The shoulder is the most versatile joint as it can move in a multitude of directions. However, this joint becomes vulnerable due to the amount in which it’s used due to its versatility and can easily be dislocated.
When the shoulder is partially dislocated the upper arm bone can be found partially out of the socket known as glenoid. When the shoulder is completely dislocated, that upper arm bone is entirely out of the socket. Regardless of the type of dislocation, both can be painful and result in an unstable shoulder.
Symptoms: What To Look For
- Sometimes a dislocation may tear ligaments or tendons in the shoulder or damage nerves.
The shoulder joint can dislocate in a variety of directions like forward, backward, or downward.
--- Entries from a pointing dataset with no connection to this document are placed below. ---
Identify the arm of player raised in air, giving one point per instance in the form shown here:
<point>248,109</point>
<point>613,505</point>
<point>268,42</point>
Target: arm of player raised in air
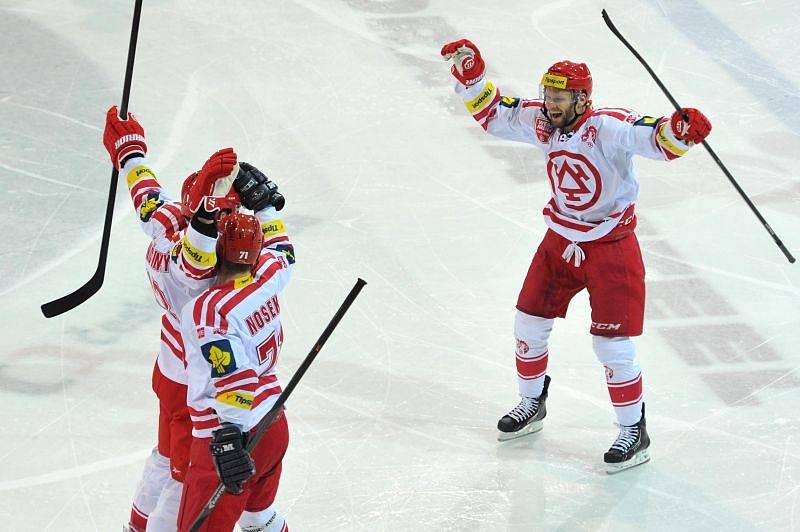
<point>125,142</point>
<point>661,138</point>
<point>502,116</point>
<point>260,194</point>
<point>195,252</point>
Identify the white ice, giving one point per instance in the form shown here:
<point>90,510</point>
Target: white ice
<point>349,108</point>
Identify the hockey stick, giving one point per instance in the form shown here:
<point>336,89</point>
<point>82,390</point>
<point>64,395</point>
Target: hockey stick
<point>273,413</point>
<point>725,171</point>
<point>70,301</point>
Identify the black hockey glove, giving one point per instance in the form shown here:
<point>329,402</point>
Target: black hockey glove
<point>233,462</point>
<point>256,190</point>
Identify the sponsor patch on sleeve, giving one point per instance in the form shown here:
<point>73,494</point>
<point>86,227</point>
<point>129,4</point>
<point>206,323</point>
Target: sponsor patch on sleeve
<point>219,354</point>
<point>149,205</point>
<point>287,250</point>
<point>273,227</point>
<point>139,173</point>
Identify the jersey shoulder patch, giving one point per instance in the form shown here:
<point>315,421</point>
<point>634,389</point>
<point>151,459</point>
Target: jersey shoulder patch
<point>219,354</point>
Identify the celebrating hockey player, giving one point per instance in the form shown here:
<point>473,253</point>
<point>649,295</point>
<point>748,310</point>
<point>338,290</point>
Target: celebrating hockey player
<point>177,270</point>
<point>233,337</point>
<point>590,241</point>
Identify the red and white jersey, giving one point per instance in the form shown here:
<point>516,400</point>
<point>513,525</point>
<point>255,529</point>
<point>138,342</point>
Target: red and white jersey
<point>233,335</point>
<point>178,263</point>
<point>590,169</point>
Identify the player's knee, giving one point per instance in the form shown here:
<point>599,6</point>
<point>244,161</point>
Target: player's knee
<point>533,330</point>
<point>614,350</point>
<point>267,520</point>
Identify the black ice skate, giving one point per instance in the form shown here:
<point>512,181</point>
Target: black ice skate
<point>525,418</point>
<point>630,449</point>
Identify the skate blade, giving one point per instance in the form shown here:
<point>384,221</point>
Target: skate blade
<point>638,459</point>
<point>531,428</point>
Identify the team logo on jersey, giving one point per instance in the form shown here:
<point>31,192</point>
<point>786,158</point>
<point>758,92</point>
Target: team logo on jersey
<point>544,129</point>
<point>149,205</point>
<point>590,136</point>
<point>574,180</point>
<point>219,354</point>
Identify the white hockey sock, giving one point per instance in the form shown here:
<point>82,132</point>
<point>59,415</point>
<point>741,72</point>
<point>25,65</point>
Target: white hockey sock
<point>164,518</point>
<point>154,477</point>
<point>268,520</point>
<point>531,333</point>
<point>623,376</point>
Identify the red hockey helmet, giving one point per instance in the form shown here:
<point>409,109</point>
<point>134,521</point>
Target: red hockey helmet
<point>567,75</point>
<point>239,238</point>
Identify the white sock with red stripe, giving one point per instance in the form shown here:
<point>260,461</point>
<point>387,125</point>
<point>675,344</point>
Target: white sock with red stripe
<point>531,333</point>
<point>623,376</point>
<point>268,520</point>
<point>154,477</point>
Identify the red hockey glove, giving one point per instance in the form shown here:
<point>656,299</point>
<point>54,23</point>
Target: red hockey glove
<point>123,138</point>
<point>468,67</point>
<point>694,130</point>
<point>214,179</point>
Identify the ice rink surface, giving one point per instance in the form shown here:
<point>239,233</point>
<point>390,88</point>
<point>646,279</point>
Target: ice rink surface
<point>348,107</point>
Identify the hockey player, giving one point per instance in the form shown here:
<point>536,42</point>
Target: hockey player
<point>590,241</point>
<point>177,269</point>
<point>233,337</point>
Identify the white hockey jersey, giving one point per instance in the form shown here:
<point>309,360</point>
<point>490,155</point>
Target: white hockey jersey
<point>233,337</point>
<point>179,260</point>
<point>592,181</point>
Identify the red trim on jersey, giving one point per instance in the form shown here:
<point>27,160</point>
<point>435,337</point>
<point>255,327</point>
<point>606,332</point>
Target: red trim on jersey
<point>193,271</point>
<point>200,413</point>
<point>207,424</point>
<point>199,305</point>
<point>532,368</point>
<point>275,240</point>
<point>175,351</point>
<point>266,394</point>
<point>236,299</point>
<point>626,393</point>
<point>551,213</point>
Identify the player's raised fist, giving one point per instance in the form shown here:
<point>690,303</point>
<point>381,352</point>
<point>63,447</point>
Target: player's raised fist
<point>213,179</point>
<point>694,129</point>
<point>123,138</point>
<point>468,66</point>
<point>256,189</point>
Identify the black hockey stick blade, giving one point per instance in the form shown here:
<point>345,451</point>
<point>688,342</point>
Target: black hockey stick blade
<point>70,301</point>
<point>277,408</point>
<point>717,160</point>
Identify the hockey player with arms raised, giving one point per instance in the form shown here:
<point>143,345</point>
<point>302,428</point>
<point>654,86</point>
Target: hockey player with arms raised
<point>233,337</point>
<point>180,264</point>
<point>590,241</point>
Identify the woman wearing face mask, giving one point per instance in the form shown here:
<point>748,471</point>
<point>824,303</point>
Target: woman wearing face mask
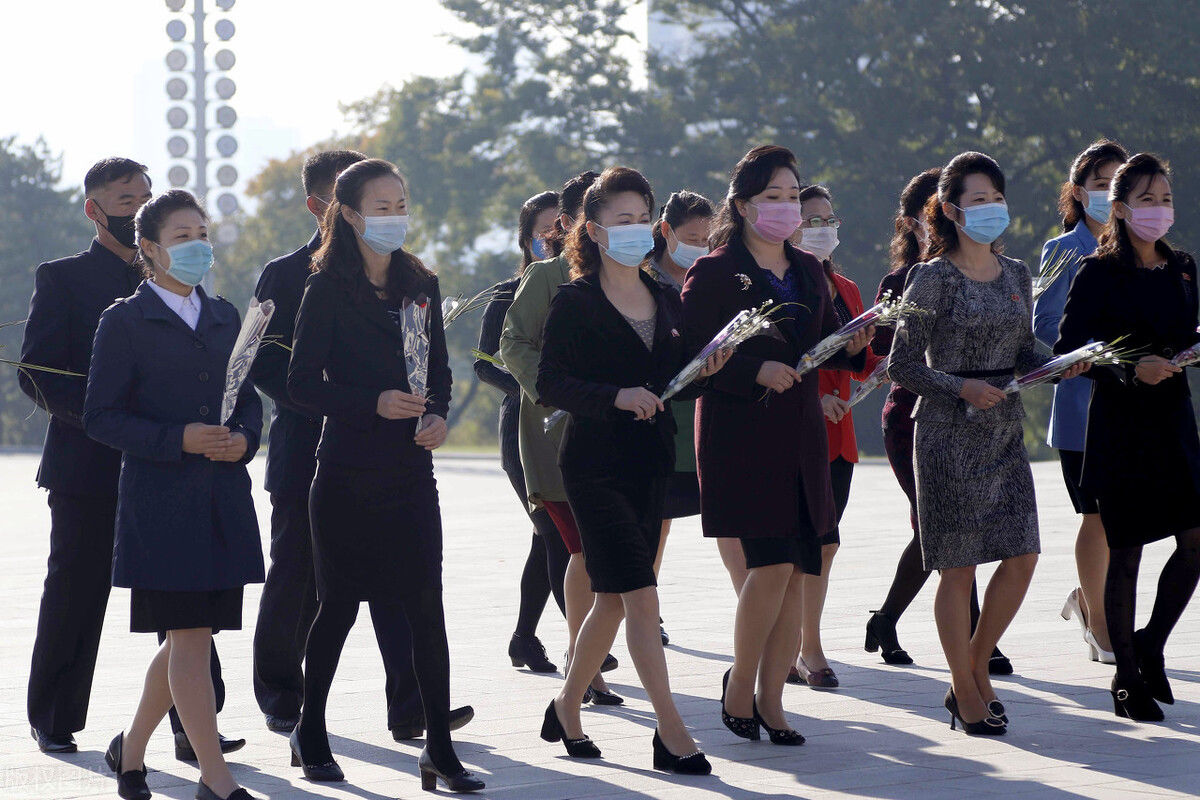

A common type of shoulder dislocation is when your shoulder slips forward (anterior instability) which means the upper arm bone moved forward and out of its socket and if often a result of the shoulder being used to throw an object. Following a dislocation, spasms may occur which can increase pain and make the shoulder unstable.
If a dislocation is suspected, seeking medical care is highly suggested as an X-ray will need to be ordered. If the shoulder has been dislocated previously, share that information with your doctor as that will help with the treatment.
Course of Treatment
As the shoulder functions within the socket, it will need to be placed back into the socket. The doctor will take the upper arm bone and place it back into the socket and this process is called a closed reduction. Upon this procedure, the extreme pain is often reported to diminish right away.